Want dan zou ik met mijn schmink-gezicht tegen iemand aanvallen. Ik probeerde uit alle macht recht te lopen. Ik haalde het gelukkig tot een verhoging in het springkussen. Ik pakte de touwen vast die eraan bevestigd waren, en klom omhoog. Terwijl ik klom, hoopte ik vurig dat het hierna ophield. Toen ik boven was, zag ik tot mijn vreugd dat er een glijbaan naar beneden liep. Ik liet me snel naar beneden glijden.
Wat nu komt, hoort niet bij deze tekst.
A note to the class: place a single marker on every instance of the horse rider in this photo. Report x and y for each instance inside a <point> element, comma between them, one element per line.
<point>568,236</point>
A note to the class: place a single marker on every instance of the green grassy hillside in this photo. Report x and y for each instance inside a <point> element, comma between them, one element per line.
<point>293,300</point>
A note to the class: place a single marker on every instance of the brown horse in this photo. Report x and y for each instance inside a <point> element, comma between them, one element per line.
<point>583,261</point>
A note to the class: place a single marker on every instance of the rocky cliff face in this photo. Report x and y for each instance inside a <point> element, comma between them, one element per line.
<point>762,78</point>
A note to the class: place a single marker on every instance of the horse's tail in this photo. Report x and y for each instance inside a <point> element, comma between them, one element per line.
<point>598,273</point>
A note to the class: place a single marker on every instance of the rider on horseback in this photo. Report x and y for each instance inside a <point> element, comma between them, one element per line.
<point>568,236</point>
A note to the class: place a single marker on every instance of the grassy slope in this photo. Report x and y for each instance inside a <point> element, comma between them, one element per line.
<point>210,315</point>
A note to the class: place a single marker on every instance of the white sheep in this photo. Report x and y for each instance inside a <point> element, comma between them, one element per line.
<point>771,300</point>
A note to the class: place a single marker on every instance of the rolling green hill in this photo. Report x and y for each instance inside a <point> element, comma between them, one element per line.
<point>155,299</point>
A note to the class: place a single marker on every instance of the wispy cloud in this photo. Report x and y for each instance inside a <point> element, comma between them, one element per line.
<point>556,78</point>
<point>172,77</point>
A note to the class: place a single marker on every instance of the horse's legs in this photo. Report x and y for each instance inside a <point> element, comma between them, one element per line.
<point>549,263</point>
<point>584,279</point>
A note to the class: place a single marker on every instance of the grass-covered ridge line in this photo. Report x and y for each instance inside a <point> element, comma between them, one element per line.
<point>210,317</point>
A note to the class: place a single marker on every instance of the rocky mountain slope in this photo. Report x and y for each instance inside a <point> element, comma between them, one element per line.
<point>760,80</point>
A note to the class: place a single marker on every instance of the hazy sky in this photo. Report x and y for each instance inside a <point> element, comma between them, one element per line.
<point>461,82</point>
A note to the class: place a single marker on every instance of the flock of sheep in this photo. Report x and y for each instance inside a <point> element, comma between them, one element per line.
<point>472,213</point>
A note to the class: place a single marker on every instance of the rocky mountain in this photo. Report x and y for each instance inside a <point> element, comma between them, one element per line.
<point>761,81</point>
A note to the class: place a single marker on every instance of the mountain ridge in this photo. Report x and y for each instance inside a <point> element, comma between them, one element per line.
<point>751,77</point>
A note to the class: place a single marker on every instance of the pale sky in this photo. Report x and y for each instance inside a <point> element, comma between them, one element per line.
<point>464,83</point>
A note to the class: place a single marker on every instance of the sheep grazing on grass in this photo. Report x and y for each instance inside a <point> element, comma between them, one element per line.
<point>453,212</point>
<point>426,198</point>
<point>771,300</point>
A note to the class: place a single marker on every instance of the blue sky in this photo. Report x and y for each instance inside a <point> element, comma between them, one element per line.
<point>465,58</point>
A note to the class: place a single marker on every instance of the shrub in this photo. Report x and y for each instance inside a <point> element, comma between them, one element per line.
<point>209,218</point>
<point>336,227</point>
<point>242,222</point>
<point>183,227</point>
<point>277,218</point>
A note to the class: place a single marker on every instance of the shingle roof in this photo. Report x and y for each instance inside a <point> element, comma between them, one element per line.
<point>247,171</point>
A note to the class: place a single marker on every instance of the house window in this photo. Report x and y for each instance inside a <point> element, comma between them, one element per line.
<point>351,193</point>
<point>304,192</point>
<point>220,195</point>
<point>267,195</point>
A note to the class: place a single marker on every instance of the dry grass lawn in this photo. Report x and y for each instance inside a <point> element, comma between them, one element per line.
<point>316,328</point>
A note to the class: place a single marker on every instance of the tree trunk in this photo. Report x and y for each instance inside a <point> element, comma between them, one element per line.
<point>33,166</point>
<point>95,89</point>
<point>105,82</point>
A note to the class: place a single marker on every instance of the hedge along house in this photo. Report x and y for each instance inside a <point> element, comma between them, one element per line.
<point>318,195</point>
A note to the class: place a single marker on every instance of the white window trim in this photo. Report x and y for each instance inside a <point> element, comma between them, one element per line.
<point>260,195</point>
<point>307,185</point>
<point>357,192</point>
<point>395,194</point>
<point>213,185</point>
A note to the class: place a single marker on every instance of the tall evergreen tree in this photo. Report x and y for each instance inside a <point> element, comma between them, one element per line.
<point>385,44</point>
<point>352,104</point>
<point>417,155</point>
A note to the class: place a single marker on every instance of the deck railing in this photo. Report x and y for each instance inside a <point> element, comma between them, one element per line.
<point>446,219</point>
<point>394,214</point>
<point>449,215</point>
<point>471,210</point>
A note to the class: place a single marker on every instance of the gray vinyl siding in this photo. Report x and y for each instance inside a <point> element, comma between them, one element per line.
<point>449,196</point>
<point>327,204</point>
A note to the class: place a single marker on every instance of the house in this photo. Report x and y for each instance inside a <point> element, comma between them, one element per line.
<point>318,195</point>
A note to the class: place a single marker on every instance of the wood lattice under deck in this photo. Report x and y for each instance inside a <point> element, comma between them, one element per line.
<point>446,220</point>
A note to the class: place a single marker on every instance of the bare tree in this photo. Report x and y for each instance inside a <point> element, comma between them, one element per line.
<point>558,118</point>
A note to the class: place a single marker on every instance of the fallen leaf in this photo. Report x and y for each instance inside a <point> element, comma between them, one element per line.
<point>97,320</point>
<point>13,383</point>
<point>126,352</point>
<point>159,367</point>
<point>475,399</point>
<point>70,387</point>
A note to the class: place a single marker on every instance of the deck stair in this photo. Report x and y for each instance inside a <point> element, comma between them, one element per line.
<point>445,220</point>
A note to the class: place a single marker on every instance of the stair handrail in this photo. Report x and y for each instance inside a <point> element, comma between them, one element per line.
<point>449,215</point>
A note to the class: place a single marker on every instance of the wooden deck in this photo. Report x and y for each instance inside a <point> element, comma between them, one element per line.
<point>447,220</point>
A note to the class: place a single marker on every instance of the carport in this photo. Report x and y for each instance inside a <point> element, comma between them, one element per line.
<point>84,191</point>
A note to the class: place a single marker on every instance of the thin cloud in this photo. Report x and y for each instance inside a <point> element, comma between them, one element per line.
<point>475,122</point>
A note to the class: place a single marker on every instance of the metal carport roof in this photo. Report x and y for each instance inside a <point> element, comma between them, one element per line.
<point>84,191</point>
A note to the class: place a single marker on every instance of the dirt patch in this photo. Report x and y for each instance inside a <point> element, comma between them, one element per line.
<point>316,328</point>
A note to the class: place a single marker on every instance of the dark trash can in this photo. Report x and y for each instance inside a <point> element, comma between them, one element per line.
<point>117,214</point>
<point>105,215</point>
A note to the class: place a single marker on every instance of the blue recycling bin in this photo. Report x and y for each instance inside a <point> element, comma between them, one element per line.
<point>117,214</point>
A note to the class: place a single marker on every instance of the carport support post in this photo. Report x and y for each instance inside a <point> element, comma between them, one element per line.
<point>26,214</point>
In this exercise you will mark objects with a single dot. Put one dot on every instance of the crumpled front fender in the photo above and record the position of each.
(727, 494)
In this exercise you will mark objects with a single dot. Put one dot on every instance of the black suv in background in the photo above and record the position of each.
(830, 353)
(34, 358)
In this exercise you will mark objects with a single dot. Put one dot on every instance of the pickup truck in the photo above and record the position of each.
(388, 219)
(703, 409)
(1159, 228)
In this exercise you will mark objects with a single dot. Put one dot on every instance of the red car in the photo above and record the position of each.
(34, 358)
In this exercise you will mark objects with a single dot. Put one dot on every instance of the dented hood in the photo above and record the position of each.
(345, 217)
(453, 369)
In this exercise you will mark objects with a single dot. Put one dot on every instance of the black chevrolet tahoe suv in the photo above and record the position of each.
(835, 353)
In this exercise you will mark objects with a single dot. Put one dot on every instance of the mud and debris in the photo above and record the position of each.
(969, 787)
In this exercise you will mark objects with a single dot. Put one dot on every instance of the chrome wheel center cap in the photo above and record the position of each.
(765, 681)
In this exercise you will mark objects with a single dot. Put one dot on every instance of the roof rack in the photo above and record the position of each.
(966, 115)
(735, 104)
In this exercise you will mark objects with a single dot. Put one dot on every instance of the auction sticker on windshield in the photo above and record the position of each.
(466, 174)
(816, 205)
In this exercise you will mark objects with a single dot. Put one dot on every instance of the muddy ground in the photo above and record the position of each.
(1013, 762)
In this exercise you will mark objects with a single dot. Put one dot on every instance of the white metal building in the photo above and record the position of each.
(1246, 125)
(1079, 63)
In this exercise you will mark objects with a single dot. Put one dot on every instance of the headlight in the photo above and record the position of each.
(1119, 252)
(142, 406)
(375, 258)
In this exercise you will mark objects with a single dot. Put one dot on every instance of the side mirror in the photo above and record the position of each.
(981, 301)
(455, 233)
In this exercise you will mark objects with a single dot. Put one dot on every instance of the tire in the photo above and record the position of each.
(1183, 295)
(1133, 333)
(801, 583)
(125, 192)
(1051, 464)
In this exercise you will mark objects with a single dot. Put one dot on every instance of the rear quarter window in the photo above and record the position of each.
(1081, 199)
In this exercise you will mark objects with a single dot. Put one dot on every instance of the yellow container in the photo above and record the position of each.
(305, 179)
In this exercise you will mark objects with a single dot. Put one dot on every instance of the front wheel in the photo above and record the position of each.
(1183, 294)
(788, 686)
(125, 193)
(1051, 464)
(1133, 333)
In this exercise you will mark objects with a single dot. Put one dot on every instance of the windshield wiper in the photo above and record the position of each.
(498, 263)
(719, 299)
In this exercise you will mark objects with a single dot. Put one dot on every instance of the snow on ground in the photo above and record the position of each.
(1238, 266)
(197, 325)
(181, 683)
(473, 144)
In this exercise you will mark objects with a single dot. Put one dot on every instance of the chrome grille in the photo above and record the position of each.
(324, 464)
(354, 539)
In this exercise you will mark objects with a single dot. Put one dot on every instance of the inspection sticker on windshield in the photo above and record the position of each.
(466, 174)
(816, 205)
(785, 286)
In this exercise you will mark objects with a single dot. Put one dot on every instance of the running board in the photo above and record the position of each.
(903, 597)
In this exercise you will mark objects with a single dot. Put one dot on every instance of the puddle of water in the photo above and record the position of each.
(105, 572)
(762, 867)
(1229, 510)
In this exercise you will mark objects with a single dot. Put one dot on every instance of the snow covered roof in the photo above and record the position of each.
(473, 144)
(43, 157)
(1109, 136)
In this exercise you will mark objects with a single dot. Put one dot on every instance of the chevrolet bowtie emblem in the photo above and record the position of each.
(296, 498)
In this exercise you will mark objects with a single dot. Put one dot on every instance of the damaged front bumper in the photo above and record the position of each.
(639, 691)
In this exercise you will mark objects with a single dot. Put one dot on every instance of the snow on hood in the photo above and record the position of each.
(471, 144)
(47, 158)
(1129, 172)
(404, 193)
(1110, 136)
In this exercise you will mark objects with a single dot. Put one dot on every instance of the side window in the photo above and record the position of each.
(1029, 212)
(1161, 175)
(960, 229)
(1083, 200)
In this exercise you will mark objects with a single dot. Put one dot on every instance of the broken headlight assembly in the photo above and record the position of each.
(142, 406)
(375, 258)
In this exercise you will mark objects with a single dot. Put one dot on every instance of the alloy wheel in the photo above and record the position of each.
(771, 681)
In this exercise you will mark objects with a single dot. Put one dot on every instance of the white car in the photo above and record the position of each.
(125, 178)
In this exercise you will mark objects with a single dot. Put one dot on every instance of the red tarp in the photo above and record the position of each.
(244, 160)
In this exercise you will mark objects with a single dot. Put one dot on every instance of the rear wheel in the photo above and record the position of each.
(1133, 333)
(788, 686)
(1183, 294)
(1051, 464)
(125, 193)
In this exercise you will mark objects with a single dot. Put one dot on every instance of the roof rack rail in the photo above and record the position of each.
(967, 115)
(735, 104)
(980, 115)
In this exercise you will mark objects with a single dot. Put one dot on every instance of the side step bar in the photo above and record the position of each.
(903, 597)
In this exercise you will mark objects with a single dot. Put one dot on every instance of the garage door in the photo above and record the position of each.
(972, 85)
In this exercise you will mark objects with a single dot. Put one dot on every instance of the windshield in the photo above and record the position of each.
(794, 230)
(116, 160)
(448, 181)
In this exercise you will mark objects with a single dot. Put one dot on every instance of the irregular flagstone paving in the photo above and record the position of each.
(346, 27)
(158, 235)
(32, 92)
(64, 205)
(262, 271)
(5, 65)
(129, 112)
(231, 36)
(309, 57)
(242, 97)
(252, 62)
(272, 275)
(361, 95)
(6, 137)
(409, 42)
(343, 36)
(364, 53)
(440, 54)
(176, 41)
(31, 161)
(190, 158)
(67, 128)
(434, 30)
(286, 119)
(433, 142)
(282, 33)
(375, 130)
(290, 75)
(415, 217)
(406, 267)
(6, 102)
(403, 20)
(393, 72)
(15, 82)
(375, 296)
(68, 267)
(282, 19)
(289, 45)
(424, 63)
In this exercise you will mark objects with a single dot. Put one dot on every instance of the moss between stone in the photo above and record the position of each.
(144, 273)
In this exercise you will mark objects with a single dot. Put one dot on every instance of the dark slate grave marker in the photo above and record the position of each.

Ik sprong van het springkussen, en liep naar de uitgang van de gymzaal. Toen ik nog eens goed keek zag ik dat er ook hier meisjes met schmink stonden. Ik kreunde dramatisch, en liep langs de meisjes. “Ja, en bedankt hoor.” zei ik bij elke veeg schmink. Zodra ik kon rende ik via de aula het toilet in. Ik keek in de spiegel… “Néééééééééé…Hé het valt eigenlijk best mee. ” Ik rukte een stuk wc papier los, en begon alles weg te vegen. Jammer genoeg bleek de ene kleur schmink wat koppiger dan de andere. Dus alles wat er nu nog op mijn gezicht zat, was een paars-rozige vlek. Net een blauwe plek. Gelukkig was ik niet de enige die mijn schmink niet weg kreeg. Ik liep de aula weer in. Het was helemaal donker op een paar blauwe lampen na. Best wel gaaf eigenlijk. Ik viste een paar neon-stiften uit mijn etui. Ik tekende alles wat ik me opkwam op mijn armen en gezicht. Ik zag eruit als een moderne clown. Maar wat gaf dat? De hele aula zag eruit als een modern circus. Ik had gehoord dat de lessen toch door zouden gaan. Ik las op de info-monitors dat ik drie uur uitval had. In eerste instantie dacht ik: “Jippie!!!!” Maar toen zag ik dat alu-uur ook uitviel. Dus toen dacht ik: “Whèèèèèh!!!” (Ik hou van de drama-queen uithangen ) Ik sleepte mezelf het tweede uur naar wiskunde. Daar hoorde ik dat het alu-uur toch doorging.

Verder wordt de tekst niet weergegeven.